Most compounds show interesting multi-target activity, in the low micromolar range, with good ADME predicted properties, also regarding the possibility of oral administration and ability to be active in CNS. Particularly attractive are the profiles of compounds 11d and 12d, with a fluorine atom in ortho-position on the benzyl group. In particular, the piperidine-based hybrid 11d shows the best multi-target activity, being active in the range of concentration between 1.20 and 5.10 μM towards the targets tested except for the estimated ability to inhibit Aβ aggregation (43% at the concentration of 10 μM). The slightly lower-performing piperazine analogue 12d is instead the most interesting Aβ aggregation inhibitor (I% = 60% at 10 μM), as well as a more selective AChE inhibitor (IC₅₀ = 0.599 μM) and shows no cytotoxic effects on neuroblastoma cell lines at 24 h at 100 μM. In the case of 12d, the activity window is somehow larger than for 11d (between 0.599 and 14.6 μM, considering all assayed targets) but it is not too far from the ideal profile for a multi-target ligand.
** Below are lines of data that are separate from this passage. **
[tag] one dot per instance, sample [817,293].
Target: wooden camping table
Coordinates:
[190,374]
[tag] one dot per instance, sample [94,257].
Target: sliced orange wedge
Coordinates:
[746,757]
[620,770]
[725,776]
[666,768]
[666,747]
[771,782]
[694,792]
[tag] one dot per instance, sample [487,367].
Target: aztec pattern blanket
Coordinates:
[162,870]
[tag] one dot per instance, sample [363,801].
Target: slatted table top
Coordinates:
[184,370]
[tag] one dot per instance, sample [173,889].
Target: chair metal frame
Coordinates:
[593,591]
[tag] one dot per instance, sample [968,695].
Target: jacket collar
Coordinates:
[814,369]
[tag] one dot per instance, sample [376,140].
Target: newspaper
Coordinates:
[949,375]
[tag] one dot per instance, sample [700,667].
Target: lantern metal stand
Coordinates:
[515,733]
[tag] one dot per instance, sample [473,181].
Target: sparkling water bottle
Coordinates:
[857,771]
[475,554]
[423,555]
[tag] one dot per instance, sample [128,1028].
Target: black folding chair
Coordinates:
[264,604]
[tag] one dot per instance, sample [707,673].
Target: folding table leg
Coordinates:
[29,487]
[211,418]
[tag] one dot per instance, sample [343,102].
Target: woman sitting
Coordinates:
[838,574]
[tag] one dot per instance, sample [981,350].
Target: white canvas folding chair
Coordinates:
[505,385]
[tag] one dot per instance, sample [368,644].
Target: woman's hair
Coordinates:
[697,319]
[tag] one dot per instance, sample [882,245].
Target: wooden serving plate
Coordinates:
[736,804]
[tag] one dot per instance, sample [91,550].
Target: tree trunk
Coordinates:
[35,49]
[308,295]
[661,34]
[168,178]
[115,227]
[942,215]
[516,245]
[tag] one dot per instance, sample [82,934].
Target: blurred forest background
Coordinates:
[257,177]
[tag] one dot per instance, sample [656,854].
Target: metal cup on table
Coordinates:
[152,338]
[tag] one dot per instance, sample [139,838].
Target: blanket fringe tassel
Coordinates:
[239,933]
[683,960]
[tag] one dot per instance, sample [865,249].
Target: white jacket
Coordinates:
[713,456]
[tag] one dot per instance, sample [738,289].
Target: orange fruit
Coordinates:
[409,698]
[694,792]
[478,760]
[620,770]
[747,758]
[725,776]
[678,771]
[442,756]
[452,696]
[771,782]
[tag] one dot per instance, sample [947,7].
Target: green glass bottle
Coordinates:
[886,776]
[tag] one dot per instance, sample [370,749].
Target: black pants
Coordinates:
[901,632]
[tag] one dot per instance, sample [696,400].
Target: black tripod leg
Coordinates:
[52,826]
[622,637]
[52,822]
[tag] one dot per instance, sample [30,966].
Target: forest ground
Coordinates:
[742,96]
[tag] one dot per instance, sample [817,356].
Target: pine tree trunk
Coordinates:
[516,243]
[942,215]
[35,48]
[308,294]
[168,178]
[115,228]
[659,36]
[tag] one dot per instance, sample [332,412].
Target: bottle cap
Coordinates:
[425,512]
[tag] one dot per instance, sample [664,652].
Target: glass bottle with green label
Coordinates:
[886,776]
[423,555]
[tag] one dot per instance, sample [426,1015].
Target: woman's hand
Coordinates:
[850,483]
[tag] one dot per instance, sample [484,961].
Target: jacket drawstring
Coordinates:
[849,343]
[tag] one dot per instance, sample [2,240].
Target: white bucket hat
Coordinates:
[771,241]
Antioxidant assays highlight the importance of the non-substituted nitrogen atom of the phenothiazine moiety, which is confirmed as fundamental for this sort of activity. However, the results obtained with compound 13, which is inactive in the DPPH test but is the best antioxidant in the in vitro assays on both cell lines, suggest the fascinating possibility to prepare effective pro-drugs in the near future using groups that are easily removable in vivo, a perspective that is further corroborated by the lack of cytotoxicity for this compound even at the relatively high dose of 100 μM.

With this in mind, 11d and 12d, with their promising multi-functional potential, can be considered lead compounds for the development of novel multi-target drugs for the therapy of Alzheimer’s disease.